Il Sole 17.6.17
A sinistra serve un programma, non dibattiti ideologici
di Paolo Pombeni
Baruffe
a sinistra e nostalgia dell’Ulivo? C’è da sperare che l’attuale fase
del dibattito sulle alleanze future fra il Pd, inevitabilmente renziano,
e l’arcipelago che sta alla sua sinistra non ricada nella coazione a
ripetere l’esperienza di alleanze fondate solo su transitorie e ambigue
tregue ideologiche. Qualche sentore del genere c’è, perché alla fine
tanto l’Ulivo quanto la famosa “Unione” fondavano l’accordo sulla
pregiudiziale della diga contro la destra e contro Silvio Berlusconi,
pensando che poi sul concreto programma di governo si sarebbero trovati
aggiustamenti strada facendo. Così non fu.
Ora sembra che di nuovo
la spinta all’accordo debba venire dall’obiettivo di sbarrare la strada
ad un possibile ritorno di Berlusconi al governo: nostalgia del tempo
che fu, più che analisi realistica di una situazione in cui il vecchio e
ormai ex Cavaliere è tutt’altra cosa e in cui la destra ha altro volto e
obiettivi accanto a un fenomeno di nuova marca come il movimento di
Grillo e Casaleggio. Naturalmente ora come allora il tutto viene
confezionato in un gran dibattito su cosa sia veramente di sinistra, nel
rifiuto o meno della leadership di Renzi, nella apertura ai sussulti di
un’opinione pubblica in cui si trova di tutto, dalle eterne mosche
cocchiere alle ambizioni dei movimenti civici di uscire dal recinto dei
partiti.
Ora come allora per cavarsi d’impaccio si spera nella
mediazione del “papa straniero”, anzi in questo caso nel ritorno del
“papa emerito”, cioè Romano Prodi. Eppure vi è non poca ambiguità in
questo approccio, per la semplice ragione che Prodi una “linea” l’ha già
buttata sul tavolo, ed è quanto sta scritto nel suo libro Il piano
inclinato (Il Mulino).
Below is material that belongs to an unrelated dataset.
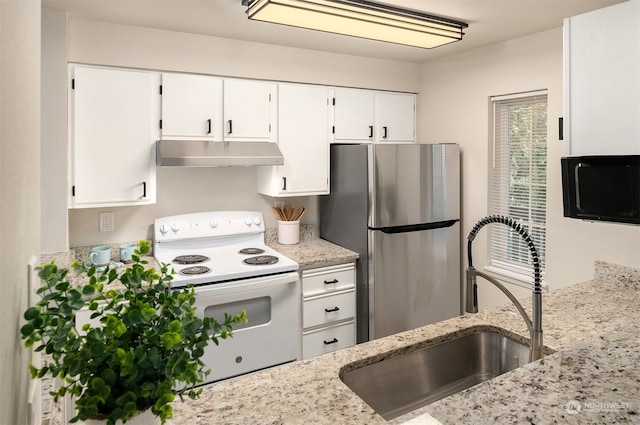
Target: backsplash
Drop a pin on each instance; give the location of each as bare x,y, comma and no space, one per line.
626,275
Chi l’ha letto si chiede ad esempio come possano
pensare che quello che scrive Prodi sul pasticcio dei voucher possa
suonare come un supporto alla linea di Mdp e Sinistra italiana, che la
sua realistica analisi della crisi dei sindacati e il suo appello a
favore del lavoro giovanile possa conciliarsi le intemerate dei
filo-Cgil che abbondano nel campo che vuole definirsi progressista (e
l’elenco potrebbe continuare).
L’idea di usare il Professore come
testa d’ariete per ridimensionare e magari mettere fuori gioco Renzi non
è una grande idea. Un Pd senza leadership e riconsegnato allora
inevitabilmente alle lotte di corrente, per non dire di fazione, non
potrà avere un ruolo di governo innanzitutto rispetto alle componenti
della sinistra radicale con cui formare la futura maggioranza (ammesso
ovviamente che i risultati elettorali vadano in quella direzione).
Il
tema da porre per un’ipotesi di alleanza di governo che tenga insieme
la sinistra riformista e la sinistra radicale (lasciamo perdere le
elucubrazioni sul “centro” che servono solo per lanciarsi scomuniche) è
inevitabilmente quello del programma, ma non del programma ideologico
(nessuna nostalgia per il famoso “librone” dell’Unione), bensì di quello
che contiene l’analisi realistica dei nodi da affrontare e la proposta
delle azioni che ci si impegna a fare per scioglierli.
Senza
un’impostazione di questo tipo si finirà, nel migliore dei casi, di
ripercorrere il piano inclinato che fra anni Cinquanta ed anni Sessanta
portò all’evirazione dell’alleanza di centrosinistra. Anche allora si
perse tempo da parte della Dc a chiedere ai socialisti di abiurare alle
loro costruzioni ideologiche e da parte del Psi a chiedere al partito
cattolico di prestare fideiussioni per la sua apertura alle riforme di
struttura. Allora però a soffiare sul fuoco c’erano le gerarchie
cattoliche che volevano sabotare l’apertura a sinistra da un versante e
il Pci che voleva sabotarla dall’altro. Erano forze più cospicue e con
maggior peso sociale delle varie fazioni che oggi, aiutate magari dal
sistema mediatico, lavorano per condizionare o per fare fallire la
riuscita di un impianto classicamente bipolare della politica italiana.
Perché
l’impianto bipolare, piaccia o meno, suppone convergenze di natura
riformistica (per default si dice “al centro”) fra le componenti dei due
poli e non fughe nell’utopismo che spesso è solo una maschera per
garantire, dall’una e dall’altra parte, il mantenimento di sicure
rendite di posizione nel teatrino della politica.